On those hot summer days, we all like to jump into cool refreshing water. Some dogs even like to when it’s still cold out!
There are some concerns to consider:
- Ear Infections
The normal ear canal contains some bacteria and some yeast. Adding water creates the perfect environment for these organisms to flourish. It is warm, dark and has little airflow….just add water. Of course, if this is your dog’s favourite activity and you just can’t say “no” there are some ear cleaning solutions that contain drying agents. Using these after each swim can reduce (but likely not eliminate all) ear infections.
Some water can be contaminated with different types of bacteria that are not normally found in the ear canal. E.coli is a prime example of what can grow in the water on those hot days.
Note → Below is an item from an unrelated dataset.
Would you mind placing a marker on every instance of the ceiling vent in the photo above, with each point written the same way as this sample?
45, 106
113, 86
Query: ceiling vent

This disease is caused by an organism called a spirochete. It is spread when infected rodents (Beaver, racoons, skunks, squirrels etc) urinate. Dogs can pick it up by drinking stagnant ponds or puddles, eating grass containing infected urine or even soil. It can cause liver and/or kidney failure in your dog and can be spread to you through infected urine. Luckily most of our pets are vaccinated against this disease. Choosing larger bodies or faster moving water will help decrease the chance of exposure.
- Skin Infections
Any furred dog but especially dogs with long thick fur (Goldens are a prime example) can develop ‘hot spots’ after swimming. Because the thick fur doesn’t dry well it’s a great environment for bacterial growth to occur. This can occur from normal skin bacteria or from contaminated water. Rinse your dog with clean water after swimming and dry thoroughly to prevent this.
- Swimmer’s Tail
When a dog has not been conditioned to swimming and then spends a weekend swimming it can tucker out those tail muscles. When this happens the tail hangs flaccid and can be painful. The treatment is dog safe pain/anti inflammatory medications. It will most likely recur the next time they swim.
- GI upset
Most of our canine friends are so excited while swimming that they bounce around and ingest water. This can lead to GI upset due to ingesting bacteria.
Some dogs become so obsessed with the pool. I have known a few that have jumped into covered pools and have drowned, so ensure if a pool cover is on that your pet is not left unattended if he has direct access to possibly finding himself in a tricky situation.